Der Fotograf ist genauso beliebt wie der DJ
Die Ansage in Verbindung mit einem derzeit angesagten Hit wirkt Wunder, denn das Epizentrum des Sichauslebens, des Sichpräsentierens, des Schaulaufens vor der Kommandozentrale dieser Nacht, füllt sich, von hinten wird ständig Nachschub hineingepumpt. Den rustikalen Charme des Lokschuppens schlucken ganz und gar die von Weitem leuchtenden Neonbilder und eine unübersehbare Masse Mensch.
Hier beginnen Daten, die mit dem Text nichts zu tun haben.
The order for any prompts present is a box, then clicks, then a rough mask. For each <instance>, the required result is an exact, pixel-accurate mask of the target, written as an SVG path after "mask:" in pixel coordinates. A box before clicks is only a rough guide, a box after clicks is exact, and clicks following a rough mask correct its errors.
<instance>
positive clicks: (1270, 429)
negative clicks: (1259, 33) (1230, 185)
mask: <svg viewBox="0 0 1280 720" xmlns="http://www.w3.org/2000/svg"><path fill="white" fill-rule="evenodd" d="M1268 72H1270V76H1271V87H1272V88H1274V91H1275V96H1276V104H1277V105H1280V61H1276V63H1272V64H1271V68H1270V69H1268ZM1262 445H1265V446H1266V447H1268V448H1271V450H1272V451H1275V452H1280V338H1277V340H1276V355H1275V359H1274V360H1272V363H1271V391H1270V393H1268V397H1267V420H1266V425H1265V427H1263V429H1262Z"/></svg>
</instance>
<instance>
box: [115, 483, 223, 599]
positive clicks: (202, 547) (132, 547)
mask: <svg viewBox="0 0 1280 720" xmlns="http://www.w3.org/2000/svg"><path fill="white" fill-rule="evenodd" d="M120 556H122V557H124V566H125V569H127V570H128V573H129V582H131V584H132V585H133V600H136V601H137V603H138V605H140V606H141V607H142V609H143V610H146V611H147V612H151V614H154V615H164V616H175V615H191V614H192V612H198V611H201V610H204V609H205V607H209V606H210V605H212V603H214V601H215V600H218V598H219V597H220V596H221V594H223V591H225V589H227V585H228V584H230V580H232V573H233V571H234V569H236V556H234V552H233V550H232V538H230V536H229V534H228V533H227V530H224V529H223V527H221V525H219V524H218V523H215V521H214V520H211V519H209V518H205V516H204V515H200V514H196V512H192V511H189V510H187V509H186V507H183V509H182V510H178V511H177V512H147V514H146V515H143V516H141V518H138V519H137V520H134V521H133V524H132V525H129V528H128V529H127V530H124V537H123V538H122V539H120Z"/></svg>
Den Rest erledigt das Zischen einer Klapperschlange, ein Gerät, das unaufhörlich Nebelschwaden über die Menge legt. Wen es nach vorn, zum Tresen oder in die Raucherzone drängt, für den gilt es sich vorbeizuwinden, im Dschungel der Menschenleiber durchzuschlängeln - Berührungen nicht ausgeschlossen, unvermeidbar, hie und da womöglich erwünscht. Schlange stehen ist überall, am Eingang, zur Toilette, zur Garderobe, zum Bierholen.
Eine Massenveranstaltung wie diese ist stets eine gute Gelegenheit, die neusten Handy-Modelle zu studieren, die allenthalben gezückt werden. Von unten bläulich beleuchtete Gesichter, die brandaktuelle Neuigkeiten von dieser Party an andere Partygänger absetzen, um im Gegenzug Wasserstandsmeldungen von anderen Tanz-Events zu erhalten - am besten gleich mit beweiskräftigen Fotos (»Rat mal, wer hier mit wem rumknutscht...«). Beinahe anachronistisch wirkt da der Hinweis auf einem anderen Zettel, der an einer Säule haftet: »Dein Foto auf echtem Fotopapier - 100 Jahre lichtecht.« Das muss für jene Handyfotografen, die lediglich von einem Byte zum anderen denken, bevor sie die Löschtaste drücken, gleichfalls sensationell wie fremd anmuten. Denn es lebe der Augenblick, es lebe diese lange Nacht. Dafür sind die Fotografierer der Internetseite »Partypiraten« unterwegs, um die Feiernden für das Worldwideweb abzulichten oder für die große Leinwand, die über dem DJ-Pult platziert ist. Da gilt es, sich in cooler Pose zu positionieren, wobei diese Coolness mit der Zeit recht abgedroschen ist. Zumindest wird der Fotograf von den Posewilligen ähnlich umgarnt wie einst nur der DJ als Star des Abends.
Das wahre Leben aber ist mittendrin im Menschenstrudel, aus dem Arme zur Musik rhythmisch herauszucken, Gläser zum Zuprosten hervorblitzen, Mitsingversuche ungehört bleiben, Formation getanzt wird, wo man sich selbst - und die längste Nacht des Jahres feiert.